For instance, someone told me that we use the buffer of pH 10 in the titration to find the total hardness of water since it is closer to the pKa4 of EDTA which is 10.3 .
I feel that the above statement make no sense. There is a relation between the pH of the solution and the stability constant. I think that this relation is based on experimental data. For instance, the pH is selected to be 10 since Mg²⁺ does not precipitate as Mg(OH)₂ at that pH and both Ca²⁺ and Mg²⁺ forms sufficiently stable complexes in that high pH range. There is no mathematical relationship there where we can calculate a suitable pH for the titration. Am I correct?

[Borek]

Does the pH of the solution has a relation with the pKa4 of EDTA?

In a way.

For instance, someone told me that we use the buffer of pH 10 in the titration to find the total hardness of water since it is closer to the pKa4 of EDTA which is 10.3 .

I wouldn't put it that way.

There is a relation between the pH of the solution and the stability constant. I think that this relation is based on experimental data.

Technically it is all based on the experimental data. However, when we know all pKa values and stability constant for the EDTA^4- + Yⁿ⁺  YEDTA^n-4 reaction, we can calculate conditional constant for any pH, as knowledge of pH allows us to find the concentration of EDTA^4- in the solution (which is a function of the total EDTA concentration and pH).

For instance, the pH is selected to be 10 since Mg²⁺ does not precipitate as Mg(OH)₂ at that pH and both Ca²⁺ and Mg²⁺ forms sufficiently stable complexes in that high pH range.

Yes, but these things can be calculated from the conditional stability constant and the solubility product for Mg(OH)₂.

There is no mathematical relationship there where we can calculate a suitable pH for the titration. Am I correct?

This final statement is incorrect - we can definitely calculate optimal pH based on known Ksp, Kf and pKa values.

[agent1594]

This final statement is incorrect - we can definitely calculate optimal pH based on known Ksp, Kf and pKa values.
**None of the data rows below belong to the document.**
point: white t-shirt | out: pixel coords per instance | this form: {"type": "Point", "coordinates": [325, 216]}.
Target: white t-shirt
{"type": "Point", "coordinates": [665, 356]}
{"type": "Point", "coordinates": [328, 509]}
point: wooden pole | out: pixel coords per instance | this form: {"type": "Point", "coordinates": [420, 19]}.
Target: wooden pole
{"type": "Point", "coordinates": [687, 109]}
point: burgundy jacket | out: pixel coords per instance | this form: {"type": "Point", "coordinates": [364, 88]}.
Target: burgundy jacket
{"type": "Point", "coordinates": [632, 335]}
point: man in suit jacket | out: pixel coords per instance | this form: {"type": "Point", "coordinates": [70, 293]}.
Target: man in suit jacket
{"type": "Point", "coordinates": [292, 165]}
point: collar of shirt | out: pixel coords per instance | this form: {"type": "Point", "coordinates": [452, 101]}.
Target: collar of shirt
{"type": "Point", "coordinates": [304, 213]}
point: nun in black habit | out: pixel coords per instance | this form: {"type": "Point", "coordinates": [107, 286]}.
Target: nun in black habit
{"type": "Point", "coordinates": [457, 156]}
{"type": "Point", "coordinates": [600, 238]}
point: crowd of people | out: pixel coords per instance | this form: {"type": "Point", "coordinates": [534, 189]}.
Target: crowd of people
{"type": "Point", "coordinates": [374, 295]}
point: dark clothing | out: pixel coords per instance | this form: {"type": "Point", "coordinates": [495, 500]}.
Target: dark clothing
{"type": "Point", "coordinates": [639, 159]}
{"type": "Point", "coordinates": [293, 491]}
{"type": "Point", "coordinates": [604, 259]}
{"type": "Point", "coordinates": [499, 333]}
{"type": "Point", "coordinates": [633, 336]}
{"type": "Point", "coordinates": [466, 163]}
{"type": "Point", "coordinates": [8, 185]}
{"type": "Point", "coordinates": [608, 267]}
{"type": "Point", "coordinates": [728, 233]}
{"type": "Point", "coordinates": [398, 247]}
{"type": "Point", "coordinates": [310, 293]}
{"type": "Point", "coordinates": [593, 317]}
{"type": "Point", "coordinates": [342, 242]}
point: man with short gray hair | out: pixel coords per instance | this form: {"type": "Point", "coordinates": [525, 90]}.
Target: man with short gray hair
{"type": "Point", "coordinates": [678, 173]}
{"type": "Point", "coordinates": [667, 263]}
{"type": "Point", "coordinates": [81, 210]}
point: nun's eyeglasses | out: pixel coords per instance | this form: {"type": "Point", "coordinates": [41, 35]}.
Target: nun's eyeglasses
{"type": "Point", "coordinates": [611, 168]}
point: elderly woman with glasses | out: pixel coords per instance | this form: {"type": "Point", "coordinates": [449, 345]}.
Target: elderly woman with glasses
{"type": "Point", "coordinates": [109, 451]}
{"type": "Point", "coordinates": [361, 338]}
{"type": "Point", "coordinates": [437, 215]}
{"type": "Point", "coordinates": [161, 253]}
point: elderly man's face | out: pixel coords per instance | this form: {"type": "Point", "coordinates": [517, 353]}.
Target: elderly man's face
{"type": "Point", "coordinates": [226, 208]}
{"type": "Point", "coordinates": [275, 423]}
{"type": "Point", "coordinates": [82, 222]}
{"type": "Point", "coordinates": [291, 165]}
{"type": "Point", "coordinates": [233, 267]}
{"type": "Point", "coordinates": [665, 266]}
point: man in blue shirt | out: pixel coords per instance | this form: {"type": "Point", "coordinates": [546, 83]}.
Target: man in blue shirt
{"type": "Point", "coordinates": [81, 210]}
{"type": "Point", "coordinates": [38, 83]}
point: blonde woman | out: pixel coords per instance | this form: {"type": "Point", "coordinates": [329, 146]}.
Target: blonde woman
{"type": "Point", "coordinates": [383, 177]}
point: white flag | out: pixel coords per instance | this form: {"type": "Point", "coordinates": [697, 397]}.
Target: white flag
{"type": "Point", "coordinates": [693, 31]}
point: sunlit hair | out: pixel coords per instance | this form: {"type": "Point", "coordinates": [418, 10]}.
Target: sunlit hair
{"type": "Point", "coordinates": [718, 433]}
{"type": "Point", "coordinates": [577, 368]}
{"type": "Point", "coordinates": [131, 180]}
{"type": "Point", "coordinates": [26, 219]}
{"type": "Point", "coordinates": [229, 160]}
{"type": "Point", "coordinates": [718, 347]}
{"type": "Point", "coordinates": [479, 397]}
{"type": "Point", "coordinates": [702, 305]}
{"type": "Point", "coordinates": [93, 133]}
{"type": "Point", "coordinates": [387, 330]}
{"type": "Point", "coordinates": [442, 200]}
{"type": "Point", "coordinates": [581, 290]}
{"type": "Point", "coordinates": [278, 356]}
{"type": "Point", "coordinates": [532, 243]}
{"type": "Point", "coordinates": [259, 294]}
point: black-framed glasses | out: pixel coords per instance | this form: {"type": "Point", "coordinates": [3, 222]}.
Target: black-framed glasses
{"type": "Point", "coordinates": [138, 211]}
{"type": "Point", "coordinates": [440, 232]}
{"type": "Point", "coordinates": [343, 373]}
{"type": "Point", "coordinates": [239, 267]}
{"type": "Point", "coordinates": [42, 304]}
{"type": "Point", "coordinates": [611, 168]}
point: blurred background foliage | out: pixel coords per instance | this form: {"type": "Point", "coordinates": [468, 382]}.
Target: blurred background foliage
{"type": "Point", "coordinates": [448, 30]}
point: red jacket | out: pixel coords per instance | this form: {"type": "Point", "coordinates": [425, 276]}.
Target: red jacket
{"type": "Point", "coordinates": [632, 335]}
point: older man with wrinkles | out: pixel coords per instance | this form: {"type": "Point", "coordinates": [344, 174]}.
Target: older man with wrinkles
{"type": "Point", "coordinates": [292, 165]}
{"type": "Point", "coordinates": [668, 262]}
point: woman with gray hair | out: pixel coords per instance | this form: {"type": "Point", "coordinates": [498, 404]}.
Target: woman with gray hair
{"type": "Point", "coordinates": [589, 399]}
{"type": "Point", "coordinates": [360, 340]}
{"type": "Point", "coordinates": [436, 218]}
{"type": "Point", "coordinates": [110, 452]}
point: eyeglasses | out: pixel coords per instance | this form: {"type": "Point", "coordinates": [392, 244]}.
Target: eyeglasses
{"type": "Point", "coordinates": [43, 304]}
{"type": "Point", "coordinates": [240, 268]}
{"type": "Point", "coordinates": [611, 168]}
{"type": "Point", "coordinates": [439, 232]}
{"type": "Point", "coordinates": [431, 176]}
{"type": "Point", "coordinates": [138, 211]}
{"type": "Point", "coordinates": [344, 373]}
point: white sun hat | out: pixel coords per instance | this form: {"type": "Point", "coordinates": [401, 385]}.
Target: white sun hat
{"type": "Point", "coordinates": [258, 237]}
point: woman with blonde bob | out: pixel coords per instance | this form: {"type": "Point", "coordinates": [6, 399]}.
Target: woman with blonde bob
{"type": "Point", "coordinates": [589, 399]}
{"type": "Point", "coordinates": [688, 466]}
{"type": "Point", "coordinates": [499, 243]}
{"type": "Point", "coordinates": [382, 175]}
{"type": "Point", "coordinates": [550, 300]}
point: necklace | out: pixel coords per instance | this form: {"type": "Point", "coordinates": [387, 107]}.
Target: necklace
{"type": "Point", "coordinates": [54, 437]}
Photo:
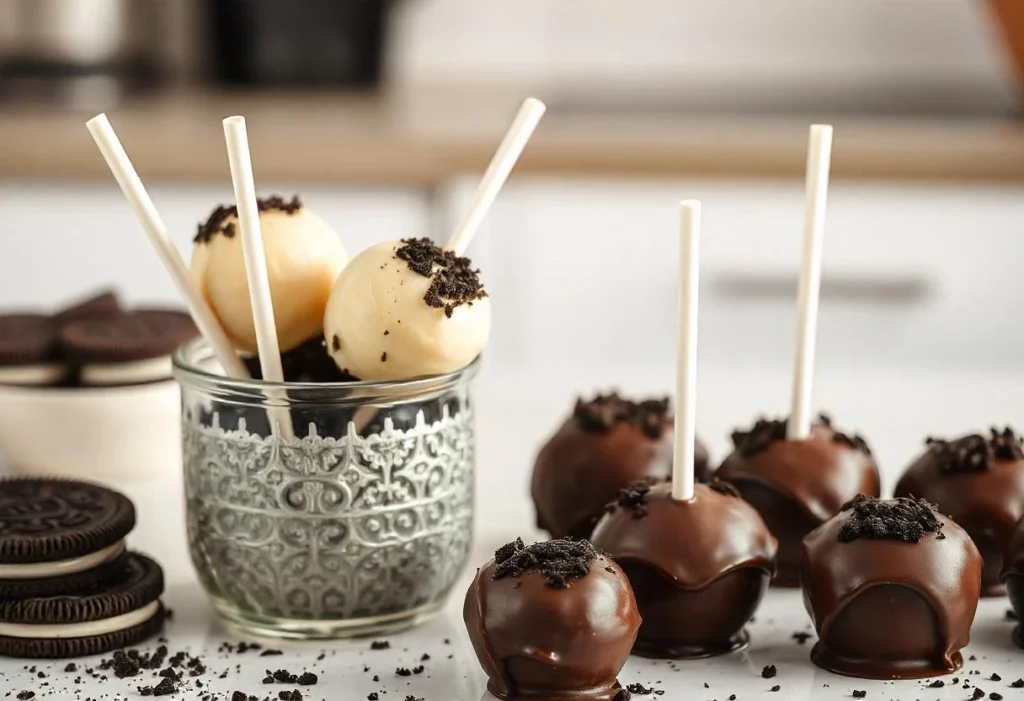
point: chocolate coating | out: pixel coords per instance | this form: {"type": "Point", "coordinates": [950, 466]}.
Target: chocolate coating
{"type": "Point", "coordinates": [544, 643]}
{"type": "Point", "coordinates": [1013, 577]}
{"type": "Point", "coordinates": [889, 609]}
{"type": "Point", "coordinates": [591, 457]}
{"type": "Point", "coordinates": [698, 568]}
{"type": "Point", "coordinates": [798, 485]}
{"type": "Point", "coordinates": [981, 487]}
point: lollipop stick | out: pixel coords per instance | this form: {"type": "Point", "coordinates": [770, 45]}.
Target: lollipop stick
{"type": "Point", "coordinates": [146, 214]}
{"type": "Point", "coordinates": [497, 173]}
{"type": "Point", "coordinates": [818, 160]}
{"type": "Point", "coordinates": [686, 351]}
{"type": "Point", "coordinates": [252, 249]}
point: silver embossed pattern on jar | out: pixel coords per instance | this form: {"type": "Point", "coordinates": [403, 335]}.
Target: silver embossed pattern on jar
{"type": "Point", "coordinates": [358, 523]}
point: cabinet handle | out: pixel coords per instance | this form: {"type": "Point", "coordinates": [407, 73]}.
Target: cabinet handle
{"type": "Point", "coordinates": [866, 288]}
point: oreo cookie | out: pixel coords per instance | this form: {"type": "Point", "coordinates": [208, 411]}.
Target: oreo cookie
{"type": "Point", "coordinates": [29, 350]}
{"type": "Point", "coordinates": [130, 348]}
{"type": "Point", "coordinates": [99, 305]}
{"type": "Point", "coordinates": [59, 535]}
{"type": "Point", "coordinates": [121, 613]}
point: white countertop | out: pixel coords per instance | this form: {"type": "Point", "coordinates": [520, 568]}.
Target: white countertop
{"type": "Point", "coordinates": [515, 412]}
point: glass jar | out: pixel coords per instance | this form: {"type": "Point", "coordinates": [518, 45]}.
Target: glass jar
{"type": "Point", "coordinates": [352, 516]}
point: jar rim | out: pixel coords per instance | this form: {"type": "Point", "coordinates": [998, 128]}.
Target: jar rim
{"type": "Point", "coordinates": [186, 369]}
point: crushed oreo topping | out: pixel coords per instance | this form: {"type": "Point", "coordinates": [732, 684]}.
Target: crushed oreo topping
{"type": "Point", "coordinates": [903, 519]}
{"type": "Point", "coordinates": [634, 497]}
{"type": "Point", "coordinates": [767, 431]}
{"type": "Point", "coordinates": [976, 452]}
{"type": "Point", "coordinates": [561, 561]}
{"type": "Point", "coordinates": [603, 411]}
{"type": "Point", "coordinates": [453, 279]}
{"type": "Point", "coordinates": [760, 436]}
{"type": "Point", "coordinates": [217, 222]}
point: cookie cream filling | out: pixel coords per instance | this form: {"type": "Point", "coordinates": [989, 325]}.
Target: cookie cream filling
{"type": "Point", "coordinates": [97, 627]}
{"type": "Point", "coordinates": [131, 373]}
{"type": "Point", "coordinates": [34, 376]}
{"type": "Point", "coordinates": [40, 570]}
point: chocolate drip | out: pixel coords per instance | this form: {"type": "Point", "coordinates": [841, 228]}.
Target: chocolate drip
{"type": "Point", "coordinates": [695, 592]}
{"type": "Point", "coordinates": [977, 481]}
{"type": "Point", "coordinates": [540, 642]}
{"type": "Point", "coordinates": [606, 445]}
{"type": "Point", "coordinates": [798, 485]}
{"type": "Point", "coordinates": [927, 589]}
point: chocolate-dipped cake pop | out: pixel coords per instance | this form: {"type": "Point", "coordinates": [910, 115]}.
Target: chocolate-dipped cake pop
{"type": "Point", "coordinates": [1013, 577]}
{"type": "Point", "coordinates": [892, 587]}
{"type": "Point", "coordinates": [797, 485]}
{"type": "Point", "coordinates": [552, 621]}
{"type": "Point", "coordinates": [977, 481]}
{"type": "Point", "coordinates": [607, 444]}
{"type": "Point", "coordinates": [698, 568]}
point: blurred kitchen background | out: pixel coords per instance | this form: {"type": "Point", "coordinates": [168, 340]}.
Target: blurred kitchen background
{"type": "Point", "coordinates": [383, 115]}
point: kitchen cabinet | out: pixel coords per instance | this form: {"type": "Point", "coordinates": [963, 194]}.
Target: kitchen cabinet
{"type": "Point", "coordinates": [583, 272]}
{"type": "Point", "coordinates": [914, 275]}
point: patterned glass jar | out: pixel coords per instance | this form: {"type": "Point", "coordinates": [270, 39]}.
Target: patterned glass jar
{"type": "Point", "coordinates": [352, 516]}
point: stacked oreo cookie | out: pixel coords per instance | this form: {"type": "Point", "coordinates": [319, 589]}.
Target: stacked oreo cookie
{"type": "Point", "coordinates": [69, 586]}
{"type": "Point", "coordinates": [93, 343]}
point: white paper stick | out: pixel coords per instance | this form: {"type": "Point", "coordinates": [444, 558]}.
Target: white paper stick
{"type": "Point", "coordinates": [818, 161]}
{"type": "Point", "coordinates": [252, 249]}
{"type": "Point", "coordinates": [147, 216]}
{"type": "Point", "coordinates": [686, 350]}
{"type": "Point", "coordinates": [498, 172]}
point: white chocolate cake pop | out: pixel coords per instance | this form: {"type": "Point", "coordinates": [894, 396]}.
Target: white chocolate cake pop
{"type": "Point", "coordinates": [304, 257]}
{"type": "Point", "coordinates": [407, 309]}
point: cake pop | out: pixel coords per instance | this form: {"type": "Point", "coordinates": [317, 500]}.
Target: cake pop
{"type": "Point", "coordinates": [1013, 577]}
{"type": "Point", "coordinates": [607, 444]}
{"type": "Point", "coordinates": [978, 481]}
{"type": "Point", "coordinates": [797, 485]}
{"type": "Point", "coordinates": [552, 620]}
{"type": "Point", "coordinates": [698, 557]}
{"type": "Point", "coordinates": [303, 259]}
{"type": "Point", "coordinates": [892, 587]}
{"type": "Point", "coordinates": [698, 568]}
{"type": "Point", "coordinates": [407, 309]}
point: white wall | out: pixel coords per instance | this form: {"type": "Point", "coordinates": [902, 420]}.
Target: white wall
{"type": "Point", "coordinates": [839, 49]}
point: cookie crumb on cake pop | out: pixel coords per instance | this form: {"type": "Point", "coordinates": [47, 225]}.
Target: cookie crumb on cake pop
{"type": "Point", "coordinates": [976, 452]}
{"type": "Point", "coordinates": [453, 280]}
{"type": "Point", "coordinates": [604, 410]}
{"type": "Point", "coordinates": [561, 561]}
{"type": "Point", "coordinates": [902, 519]}
{"type": "Point", "coordinates": [215, 223]}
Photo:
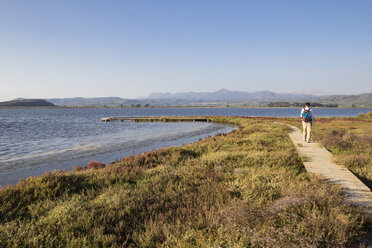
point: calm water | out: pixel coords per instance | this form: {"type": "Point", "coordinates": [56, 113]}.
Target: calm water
{"type": "Point", "coordinates": [33, 141]}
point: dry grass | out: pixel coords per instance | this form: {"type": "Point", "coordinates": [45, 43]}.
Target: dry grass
{"type": "Point", "coordinates": [245, 189]}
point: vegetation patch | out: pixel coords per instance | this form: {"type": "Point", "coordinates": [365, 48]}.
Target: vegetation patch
{"type": "Point", "coordinates": [245, 189]}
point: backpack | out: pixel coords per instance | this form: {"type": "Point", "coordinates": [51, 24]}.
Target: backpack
{"type": "Point", "coordinates": [305, 116]}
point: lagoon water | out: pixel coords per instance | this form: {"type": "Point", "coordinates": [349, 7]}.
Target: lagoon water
{"type": "Point", "coordinates": [33, 141]}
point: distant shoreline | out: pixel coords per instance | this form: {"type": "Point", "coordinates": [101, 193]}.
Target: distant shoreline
{"type": "Point", "coordinates": [151, 107]}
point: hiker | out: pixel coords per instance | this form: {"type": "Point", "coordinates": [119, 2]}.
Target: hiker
{"type": "Point", "coordinates": [307, 121]}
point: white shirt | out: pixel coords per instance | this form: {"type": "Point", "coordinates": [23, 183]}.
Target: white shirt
{"type": "Point", "coordinates": [311, 114]}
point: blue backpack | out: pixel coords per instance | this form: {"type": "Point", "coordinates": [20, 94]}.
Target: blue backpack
{"type": "Point", "coordinates": [305, 116]}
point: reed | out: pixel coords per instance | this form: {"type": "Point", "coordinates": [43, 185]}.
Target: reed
{"type": "Point", "coordinates": [248, 188]}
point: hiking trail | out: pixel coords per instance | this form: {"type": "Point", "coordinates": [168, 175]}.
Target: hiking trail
{"type": "Point", "coordinates": [319, 161]}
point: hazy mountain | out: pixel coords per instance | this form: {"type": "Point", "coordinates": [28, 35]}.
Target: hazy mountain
{"type": "Point", "coordinates": [221, 97]}
{"type": "Point", "coordinates": [27, 103]}
{"type": "Point", "coordinates": [227, 95]}
{"type": "Point", "coordinates": [81, 101]}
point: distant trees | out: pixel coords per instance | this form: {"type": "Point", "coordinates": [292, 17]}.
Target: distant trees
{"type": "Point", "coordinates": [299, 105]}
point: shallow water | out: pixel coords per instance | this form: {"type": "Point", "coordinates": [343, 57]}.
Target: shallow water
{"type": "Point", "coordinates": [33, 141]}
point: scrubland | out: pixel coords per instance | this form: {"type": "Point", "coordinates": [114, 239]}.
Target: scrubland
{"type": "Point", "coordinates": [248, 188]}
{"type": "Point", "coordinates": [349, 140]}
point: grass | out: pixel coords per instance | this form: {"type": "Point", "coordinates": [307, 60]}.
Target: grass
{"type": "Point", "coordinates": [349, 140]}
{"type": "Point", "coordinates": [248, 188]}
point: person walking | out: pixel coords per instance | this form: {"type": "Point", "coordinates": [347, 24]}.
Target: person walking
{"type": "Point", "coordinates": [307, 121]}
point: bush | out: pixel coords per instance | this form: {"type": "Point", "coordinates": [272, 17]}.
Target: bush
{"type": "Point", "coordinates": [96, 165]}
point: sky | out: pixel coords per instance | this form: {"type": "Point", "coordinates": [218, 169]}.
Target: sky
{"type": "Point", "coordinates": [87, 48]}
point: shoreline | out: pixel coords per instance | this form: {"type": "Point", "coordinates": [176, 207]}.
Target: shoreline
{"type": "Point", "coordinates": [67, 165]}
{"type": "Point", "coordinates": [241, 188]}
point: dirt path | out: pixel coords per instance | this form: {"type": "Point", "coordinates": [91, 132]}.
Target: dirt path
{"type": "Point", "coordinates": [319, 161]}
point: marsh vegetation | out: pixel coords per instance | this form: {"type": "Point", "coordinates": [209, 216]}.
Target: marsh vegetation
{"type": "Point", "coordinates": [248, 188]}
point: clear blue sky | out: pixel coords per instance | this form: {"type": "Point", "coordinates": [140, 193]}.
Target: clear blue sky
{"type": "Point", "coordinates": [131, 48]}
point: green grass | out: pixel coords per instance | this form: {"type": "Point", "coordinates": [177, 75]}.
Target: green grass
{"type": "Point", "coordinates": [245, 189]}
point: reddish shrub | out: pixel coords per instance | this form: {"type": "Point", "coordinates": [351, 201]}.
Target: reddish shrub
{"type": "Point", "coordinates": [96, 165]}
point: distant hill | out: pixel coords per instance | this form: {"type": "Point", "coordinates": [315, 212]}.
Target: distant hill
{"type": "Point", "coordinates": [27, 103]}
{"type": "Point", "coordinates": [221, 97]}
{"type": "Point", "coordinates": [227, 95]}
{"type": "Point", "coordinates": [92, 101]}
{"type": "Point", "coordinates": [361, 100]}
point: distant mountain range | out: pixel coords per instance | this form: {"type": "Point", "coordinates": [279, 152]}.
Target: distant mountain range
{"type": "Point", "coordinates": [27, 103]}
{"type": "Point", "coordinates": [227, 95]}
{"type": "Point", "coordinates": [221, 97]}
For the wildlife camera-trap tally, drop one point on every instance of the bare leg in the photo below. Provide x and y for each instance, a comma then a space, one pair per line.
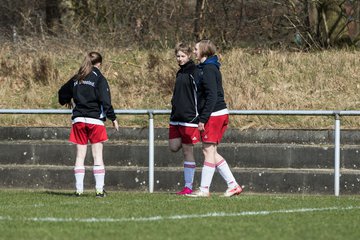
79, 170
99, 168
175, 144
189, 166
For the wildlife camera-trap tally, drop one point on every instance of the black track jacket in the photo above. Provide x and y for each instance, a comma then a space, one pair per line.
184, 100
210, 90
91, 97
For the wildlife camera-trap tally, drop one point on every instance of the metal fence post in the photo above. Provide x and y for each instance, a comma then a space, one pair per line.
337, 156
151, 151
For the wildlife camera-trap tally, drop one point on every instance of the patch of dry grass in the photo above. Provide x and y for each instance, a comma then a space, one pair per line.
31, 74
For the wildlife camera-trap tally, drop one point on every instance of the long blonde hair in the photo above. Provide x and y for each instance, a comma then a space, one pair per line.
90, 60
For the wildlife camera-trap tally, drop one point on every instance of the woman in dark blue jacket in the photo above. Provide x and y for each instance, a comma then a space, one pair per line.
183, 132
213, 119
89, 94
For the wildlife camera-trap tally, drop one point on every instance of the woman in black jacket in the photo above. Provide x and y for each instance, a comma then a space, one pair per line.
89, 94
213, 119
183, 132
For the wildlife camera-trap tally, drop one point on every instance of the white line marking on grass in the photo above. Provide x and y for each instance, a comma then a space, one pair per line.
179, 217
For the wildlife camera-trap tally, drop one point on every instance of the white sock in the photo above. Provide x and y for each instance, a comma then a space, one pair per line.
226, 173
79, 172
189, 172
99, 175
206, 176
Is there an equation connnecting Ksp, Kf, pKa, and optimal pH?
What it is? This is beyond our scope but I really want to know.
Thanks.

[Borek]

There is no simple equation - system at equilibrium is described by a system of simultaneous equations. You define what effect you need (ie: you define what you mean by optimal pH - in this case it will be probably the lowest amount of non-complexed Ca²⁺ and Mg²⁺) and then you solve the system with a condition given. Rather basic undergraduate math.